In late September, I went to my rheumatologist for a routine visit, and his assistant thought she heard something of concern.  An appointment was set up with a cardiologist to have him check it out in late October.  And to make a long story short, I eventually had to come to grips with the fact that some doctors will always want to run more and more tests and will never be willing just to tell you that everything will be okay, even if the problem is minor.  I ramped up such an overabundance of anxiety by the time my appointment was scheduled, my heart was already racing a million miles a minute, chest tight, panic attacks waking me up at 3am.


By Brooke Shaden
 

Finally I decided to let the fear go, and I focused on having a great Christmas.  And it was a great holiday, but soon thereafter, I switched the focus of my anxiety from physical wellness to fear for our house, its safety, the weather and its affects on it.  My mind would create a thousand completely unlikely scenarios for how everything could fall apart: the loud pops and cracks old houses make in cold weather meant the roof was caving in, or the floor would give way.  An unknown smell in the air was undoubtedly carbon monoxide poisoning and we'd die in our sleep (despite the fact that we have detectors on every floor with fresh new batteries).  And lately?  Our furnace will go out in the negative degree weather, leaving our pipes to freeze and burst in the walls and collapse the ceiling and floor.  You get the idea, maybe. 

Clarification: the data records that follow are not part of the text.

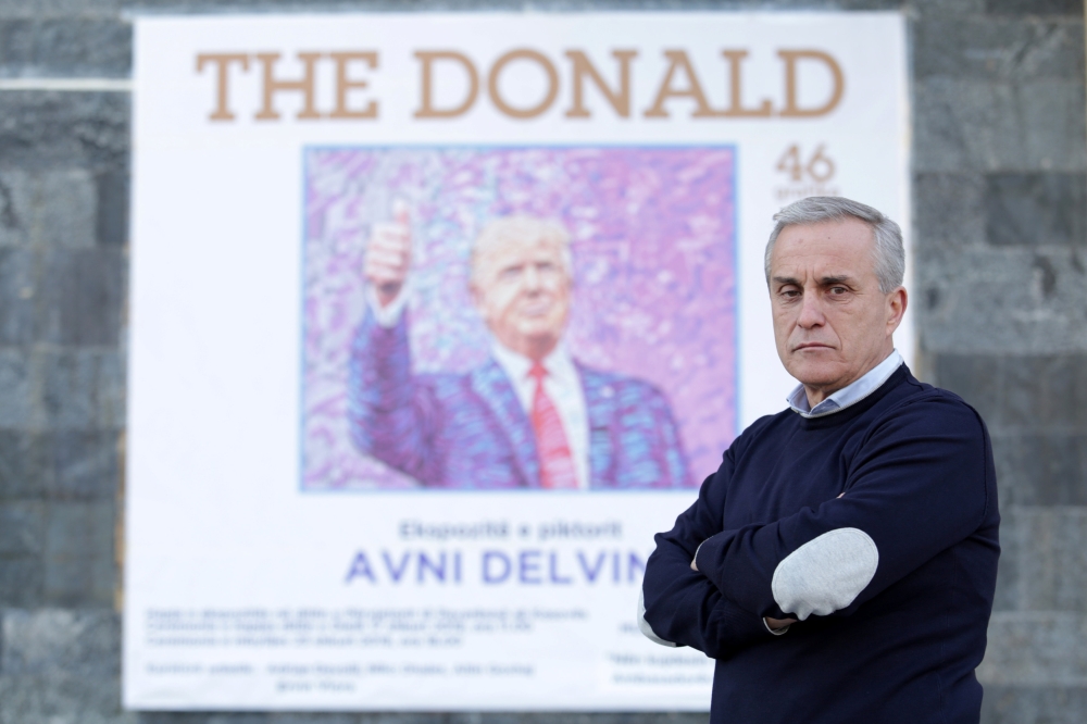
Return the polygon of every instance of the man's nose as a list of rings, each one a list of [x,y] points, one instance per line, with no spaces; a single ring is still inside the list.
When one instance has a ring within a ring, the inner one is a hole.
[[[529,290],[536,290],[536,289],[540,288],[540,273],[539,273],[539,270],[537,270],[532,264],[529,264],[525,269],[524,285],[525,285],[525,289],[529,289]]]
[[[805,291],[800,304],[800,317],[797,320],[797,324],[804,329],[810,329],[821,326],[824,321],[823,302],[820,300],[819,294]]]

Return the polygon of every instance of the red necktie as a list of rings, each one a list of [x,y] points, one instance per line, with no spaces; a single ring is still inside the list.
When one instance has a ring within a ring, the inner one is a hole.
[[[562,420],[559,419],[554,402],[544,391],[547,370],[535,362],[528,376],[536,380],[532,422],[536,432],[536,450],[540,457],[540,484],[545,488],[576,488],[574,458],[570,454],[566,434],[562,430]]]

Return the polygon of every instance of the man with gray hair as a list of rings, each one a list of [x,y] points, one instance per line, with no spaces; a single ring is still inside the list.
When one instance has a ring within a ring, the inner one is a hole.
[[[774,220],[774,336],[800,384],[657,536],[639,625],[717,660],[713,723],[976,723],[1000,553],[985,424],[895,350],[892,221],[833,197]]]
[[[472,248],[468,288],[491,334],[466,374],[415,374],[404,314],[408,211],[375,224],[366,249],[367,310],[352,348],[355,447],[439,488],[670,488],[688,485],[664,395],[588,367],[563,342],[573,270],[561,224],[507,216]]]

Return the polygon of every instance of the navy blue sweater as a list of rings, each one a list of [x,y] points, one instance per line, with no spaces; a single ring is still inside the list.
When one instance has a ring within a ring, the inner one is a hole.
[[[657,536],[645,623],[716,659],[713,723],[977,722],[999,522],[982,419],[902,365],[736,438]]]

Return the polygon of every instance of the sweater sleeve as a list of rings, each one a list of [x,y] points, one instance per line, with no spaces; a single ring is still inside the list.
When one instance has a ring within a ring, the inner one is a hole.
[[[699,544],[721,530],[733,461],[729,448],[717,472],[702,483],[695,504],[676,519],[671,530],[657,535],[639,606],[638,623],[652,640],[689,646],[714,659],[727,659],[752,641],[774,638],[760,616],[739,608],[690,569]]]
[[[935,392],[869,434],[841,497],[719,532],[698,569],[759,616],[848,615],[980,526],[995,504],[991,471],[980,417]]]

And the stressful thing about having an anxiety disorder is that sometimes...well, often...the things you're worried about are things that could legitimately happen.  It's just that they are rather unlikely, and you blow the ramifications of what if they every happened way out of proportion, as if your whole life will end if they occur.  But because these fears really are theoretically possible, it's hard to just ignore your anxiety.


By Brooke Shaden
 

Everyone has worries sometimes, but usually we can tuck them to the back of our minds, telling ourselves we'll cross that bridge if we come to it.  But lately I seem to lack that filter, that ability to let it go.  (Let it go, I am one with the wind and sky...)  And the worse the anxiety gets, the more it feeds on itself, until I can no longer even focus or concentrate on anything other than my fears.  I haven't worked on a single creative project since Christmas, and as a creative person who needs that almost as much as I need food, I'm feeling the loss of it.  But in my mind, the idea of focusing on anything but the fear seems absolutely impossible.

So...Um, yeah.  I suppose there you have it.  There's my rambling and somewhat paltry explanation for why even though I love blogging, you haven't seen much of anything from me lately.  I'm working on my anxiety issues...trying to find workable coping mechanisms and relaxation techniques.  And hopefully soon spring will come, both nature's reawakening and the reawakening of my creative spirit.  But for now, I am in deep hibernation, just trying to survive my own personal winter.